Floodway Buyout Strategy for a Resilient Houston
Houston, Texas, America’s most diverse and fourth-largest city, is the most flooded city in the United States. Houston’s geography and urban planning make flooding and water damage a constant threat. Houston is also the largest city in the US without a zoning ordinance code, though it does have land-use restrictions. The structures, policies, and tactics of disaster recovery today are not preparing the City of Houston for the increasingly costly events of tomorrow.
In February 2020, the Houston Mayor’s Office of Resilience published “Resilient Houston,” a long-term resilience plan for adapting to the effects of shocks and stressors, including climate change and extreme weather events. To achieve healthy and connected bayous, an integral part of Houston’s resilience, the plan aims to clear the floodway of all habitable structures by 2030. An effective buyout program, in which the government purchases property from private citizens, is the only way to break the cycle of destruction and rebuilding. Buyouts in the floodway have many compelling benefits, most importantly permanently relocating families to safer, less flood-prone areas. However, adding to the complexity and perhaps fueling distrust of the government, the US and Houston have a history of using relocation and development to displace and consolidate non-white communities.

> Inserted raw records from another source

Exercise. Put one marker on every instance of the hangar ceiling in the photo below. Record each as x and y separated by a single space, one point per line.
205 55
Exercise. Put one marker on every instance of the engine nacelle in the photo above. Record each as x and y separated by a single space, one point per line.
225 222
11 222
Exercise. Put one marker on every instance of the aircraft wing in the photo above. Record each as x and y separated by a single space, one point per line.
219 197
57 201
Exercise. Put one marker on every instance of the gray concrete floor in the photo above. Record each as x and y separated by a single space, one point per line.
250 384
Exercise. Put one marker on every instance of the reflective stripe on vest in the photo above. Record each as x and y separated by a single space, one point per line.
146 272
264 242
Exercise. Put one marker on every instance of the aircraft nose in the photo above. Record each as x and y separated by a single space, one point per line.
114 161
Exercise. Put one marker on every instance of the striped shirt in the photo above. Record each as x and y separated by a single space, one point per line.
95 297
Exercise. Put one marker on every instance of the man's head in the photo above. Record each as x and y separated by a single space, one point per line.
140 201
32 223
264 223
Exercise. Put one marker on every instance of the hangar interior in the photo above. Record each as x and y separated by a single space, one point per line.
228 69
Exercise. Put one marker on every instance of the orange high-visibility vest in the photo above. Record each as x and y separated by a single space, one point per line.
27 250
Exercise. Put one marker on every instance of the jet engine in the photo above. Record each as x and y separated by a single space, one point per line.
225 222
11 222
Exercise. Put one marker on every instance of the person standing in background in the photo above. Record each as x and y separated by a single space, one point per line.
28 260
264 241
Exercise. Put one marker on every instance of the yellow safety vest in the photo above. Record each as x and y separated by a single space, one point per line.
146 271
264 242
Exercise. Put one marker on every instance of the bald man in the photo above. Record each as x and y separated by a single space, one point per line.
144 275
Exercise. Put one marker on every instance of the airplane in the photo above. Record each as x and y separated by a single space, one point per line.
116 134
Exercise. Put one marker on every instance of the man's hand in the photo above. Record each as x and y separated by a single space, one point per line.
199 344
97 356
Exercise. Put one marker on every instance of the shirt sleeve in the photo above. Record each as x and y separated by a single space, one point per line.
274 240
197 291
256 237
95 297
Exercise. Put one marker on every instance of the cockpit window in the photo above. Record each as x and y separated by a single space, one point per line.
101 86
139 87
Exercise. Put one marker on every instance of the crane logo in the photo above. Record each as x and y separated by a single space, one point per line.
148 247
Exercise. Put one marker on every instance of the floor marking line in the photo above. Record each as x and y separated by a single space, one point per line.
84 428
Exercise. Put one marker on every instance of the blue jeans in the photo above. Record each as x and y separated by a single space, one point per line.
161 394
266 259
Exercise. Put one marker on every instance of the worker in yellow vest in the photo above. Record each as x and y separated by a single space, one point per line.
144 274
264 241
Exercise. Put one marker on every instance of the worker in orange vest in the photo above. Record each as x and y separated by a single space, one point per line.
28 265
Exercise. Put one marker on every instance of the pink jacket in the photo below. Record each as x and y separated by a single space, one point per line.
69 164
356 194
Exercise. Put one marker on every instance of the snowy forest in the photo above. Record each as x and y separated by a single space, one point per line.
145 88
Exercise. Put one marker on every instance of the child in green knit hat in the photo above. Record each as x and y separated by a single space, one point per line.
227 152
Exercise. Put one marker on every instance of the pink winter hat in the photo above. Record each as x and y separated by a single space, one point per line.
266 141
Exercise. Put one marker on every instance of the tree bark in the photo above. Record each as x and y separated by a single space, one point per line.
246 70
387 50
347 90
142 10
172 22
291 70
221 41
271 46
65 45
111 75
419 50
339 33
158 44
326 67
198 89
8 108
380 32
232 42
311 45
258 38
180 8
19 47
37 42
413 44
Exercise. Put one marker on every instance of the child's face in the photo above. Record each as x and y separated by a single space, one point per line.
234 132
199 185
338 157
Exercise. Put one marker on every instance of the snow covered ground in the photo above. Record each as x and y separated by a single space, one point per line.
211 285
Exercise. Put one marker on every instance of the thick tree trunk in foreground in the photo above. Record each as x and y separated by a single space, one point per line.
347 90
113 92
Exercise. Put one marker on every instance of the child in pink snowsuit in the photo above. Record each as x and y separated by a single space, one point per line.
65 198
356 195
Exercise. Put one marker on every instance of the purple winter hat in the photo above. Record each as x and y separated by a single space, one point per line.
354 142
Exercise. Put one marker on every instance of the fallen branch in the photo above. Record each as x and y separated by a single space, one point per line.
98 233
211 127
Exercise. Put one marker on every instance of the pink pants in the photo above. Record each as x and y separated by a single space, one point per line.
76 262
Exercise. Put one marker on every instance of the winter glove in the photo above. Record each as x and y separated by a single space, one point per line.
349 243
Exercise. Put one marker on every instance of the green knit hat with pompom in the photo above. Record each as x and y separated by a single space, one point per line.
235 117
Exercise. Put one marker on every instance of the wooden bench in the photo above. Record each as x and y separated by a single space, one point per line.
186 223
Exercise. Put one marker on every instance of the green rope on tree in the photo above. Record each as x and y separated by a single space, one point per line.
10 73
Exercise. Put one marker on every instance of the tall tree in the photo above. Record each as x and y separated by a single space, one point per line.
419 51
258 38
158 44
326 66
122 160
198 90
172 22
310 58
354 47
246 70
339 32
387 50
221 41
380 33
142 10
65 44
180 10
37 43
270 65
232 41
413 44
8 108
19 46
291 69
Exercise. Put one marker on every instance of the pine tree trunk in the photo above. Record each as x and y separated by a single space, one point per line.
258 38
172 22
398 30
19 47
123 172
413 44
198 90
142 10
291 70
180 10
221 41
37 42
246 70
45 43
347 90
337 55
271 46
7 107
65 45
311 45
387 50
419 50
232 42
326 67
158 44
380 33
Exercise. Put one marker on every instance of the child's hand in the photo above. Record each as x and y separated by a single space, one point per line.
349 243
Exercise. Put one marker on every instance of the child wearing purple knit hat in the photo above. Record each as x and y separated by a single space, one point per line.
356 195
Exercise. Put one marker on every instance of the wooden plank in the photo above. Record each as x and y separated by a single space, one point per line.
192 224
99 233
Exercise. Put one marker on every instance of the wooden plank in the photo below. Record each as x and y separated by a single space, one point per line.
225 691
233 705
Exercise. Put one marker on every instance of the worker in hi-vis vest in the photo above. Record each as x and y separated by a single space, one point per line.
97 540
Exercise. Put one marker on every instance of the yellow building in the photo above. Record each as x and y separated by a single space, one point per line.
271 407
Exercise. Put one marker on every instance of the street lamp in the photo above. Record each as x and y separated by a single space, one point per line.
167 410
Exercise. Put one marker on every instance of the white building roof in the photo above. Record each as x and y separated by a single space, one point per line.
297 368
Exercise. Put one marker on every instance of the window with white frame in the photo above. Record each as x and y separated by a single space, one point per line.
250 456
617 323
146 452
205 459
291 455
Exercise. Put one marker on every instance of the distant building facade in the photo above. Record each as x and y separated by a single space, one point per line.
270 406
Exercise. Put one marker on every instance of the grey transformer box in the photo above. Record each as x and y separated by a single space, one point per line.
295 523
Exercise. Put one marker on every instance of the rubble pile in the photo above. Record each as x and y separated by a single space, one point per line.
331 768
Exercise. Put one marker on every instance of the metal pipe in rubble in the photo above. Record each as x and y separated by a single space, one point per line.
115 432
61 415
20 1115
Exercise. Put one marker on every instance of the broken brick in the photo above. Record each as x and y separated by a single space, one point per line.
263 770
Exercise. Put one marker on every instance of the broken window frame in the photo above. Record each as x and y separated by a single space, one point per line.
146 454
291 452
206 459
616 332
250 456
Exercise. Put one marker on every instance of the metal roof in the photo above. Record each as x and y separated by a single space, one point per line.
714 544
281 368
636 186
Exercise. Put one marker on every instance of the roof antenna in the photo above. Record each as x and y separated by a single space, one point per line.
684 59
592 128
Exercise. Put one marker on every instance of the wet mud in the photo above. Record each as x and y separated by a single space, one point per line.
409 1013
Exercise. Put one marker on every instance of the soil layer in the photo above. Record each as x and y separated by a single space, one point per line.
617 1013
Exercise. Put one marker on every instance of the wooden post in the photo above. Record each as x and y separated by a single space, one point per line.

This paper argues that Houston must move from an opportunistic buyout program happening at multiple agencies to an integrated and scaled-up “buy-in/buyout” program that includes a relocation strategy at the forefront. The buy-in/buyout process means including community participation in and endorsement of relocation plans. Strategic and managed retreat therefore becomes not only a flood reduction response, but also a tool for achieving Houston’s larger social, economic, and resilience goals. Our thirteen recommendations build upon the City’s current competencies to help the City of Houston meet its 2030 goal of clearing the floodway of all habitable structures, with each recommendation supported by case studies from around the US.